Terwijl de twee op de grond liggen delen ze alles met elkaar. Tom verteld over zijn leven in Amsterdam waar hij woont en werkt en dat hij hier morgen een afspraak heeft voor zijn werk. Op haar beurt verteld Anna dat uit Breda komt er hier samen met haar broer Tim was die ze al maanden niet meer gezien had ze waren hier voor een paar dagen vakantie.
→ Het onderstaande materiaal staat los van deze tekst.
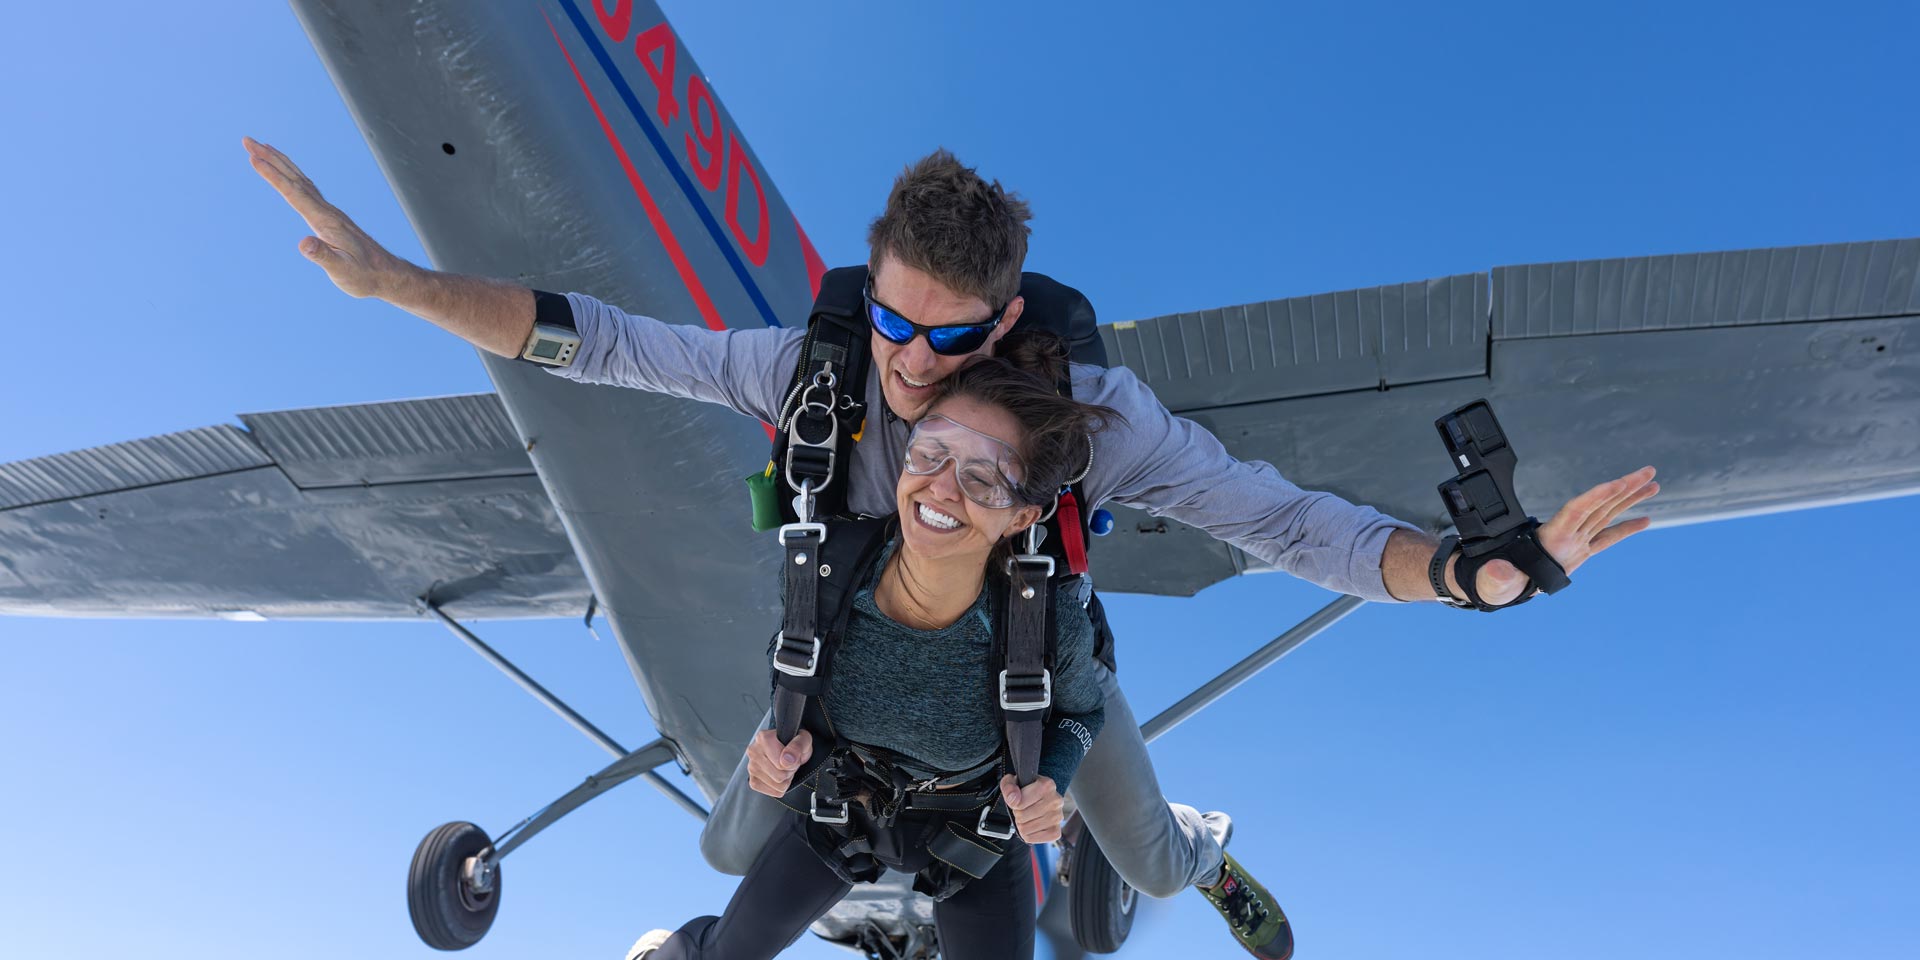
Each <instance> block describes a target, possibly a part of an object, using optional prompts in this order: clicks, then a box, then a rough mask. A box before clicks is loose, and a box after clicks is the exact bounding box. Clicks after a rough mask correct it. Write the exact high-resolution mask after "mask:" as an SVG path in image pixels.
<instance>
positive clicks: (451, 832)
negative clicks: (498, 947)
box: [407, 822, 499, 950]
mask: <svg viewBox="0 0 1920 960" xmlns="http://www.w3.org/2000/svg"><path fill="white" fill-rule="evenodd" d="M492 847H493V841H490V839H488V835H486V831H484V829H480V828H476V826H472V824H467V822H453V824H445V826H440V828H436V829H434V831H432V833H428V835H426V839H422V841H420V849H417V851H413V868H411V870H407V914H411V916H413V931H415V933H419V935H420V939H422V941H426V945H428V947H432V948H436V950H465V948H468V947H472V945H476V943H480V937H486V931H488V929H490V927H492V925H493V914H497V912H499V864H492V866H488V868H484V870H482V872H480V876H478V877H476V876H474V866H480V864H478V862H476V864H474V866H468V860H470V858H476V856H480V852H482V851H490V849H492Z"/></svg>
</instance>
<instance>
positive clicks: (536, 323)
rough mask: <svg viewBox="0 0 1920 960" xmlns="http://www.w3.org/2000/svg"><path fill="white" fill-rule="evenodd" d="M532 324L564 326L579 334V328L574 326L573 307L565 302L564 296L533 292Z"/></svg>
mask: <svg viewBox="0 0 1920 960" xmlns="http://www.w3.org/2000/svg"><path fill="white" fill-rule="evenodd" d="M534 324H547V326H564V328H568V330H574V332H580V326H576V324H574V305H572V301H568V300H566V294H549V292H545V290H534Z"/></svg>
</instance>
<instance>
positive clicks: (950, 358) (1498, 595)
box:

Anna verteld ook dat ze in een dorpje vlak bij Breda werkt in een magazijn waar ze op kantoor de administratie doet. Ze praten nog uren door over hun levens ondanks ze veel pijn hebben en ze geen idee hebben of er nog hulp komt. De uren verstrijken en de twee kruipen dichter tegen elkaar aan en houden elkaars hand stevig vast. Boven hen hoorde een explosie en er volgt een stofwolk en een hoop kabaal. Van puin wat naar beneden komt.

Er was die dag een aanslag gepleegd op het hotel, door meerdere zelfmoordterroristen die verspreid zaten in het hotel. De hulpdiensten konden het hotel moeilijk bereiken en slachtoffers konden het hotel moeilijk verlaten. Omdat deze zo goed al geheel ingestort was en na de laatste explosie er bijna geen doorgang meer over was. In de dagen daarna werden er nog lichamen onder het puin vandaag gehaald maar helaas geen overlevende. Ruim driehonderd dodelijke slachtoffers en rond de honderdtwintig gewonden. Tom en Anna werden twee dagen later gevonden hand in hand onder een dikke laag puin. Beide waren omgekomen bij de laatste explosie toen de etage boven hun instorten.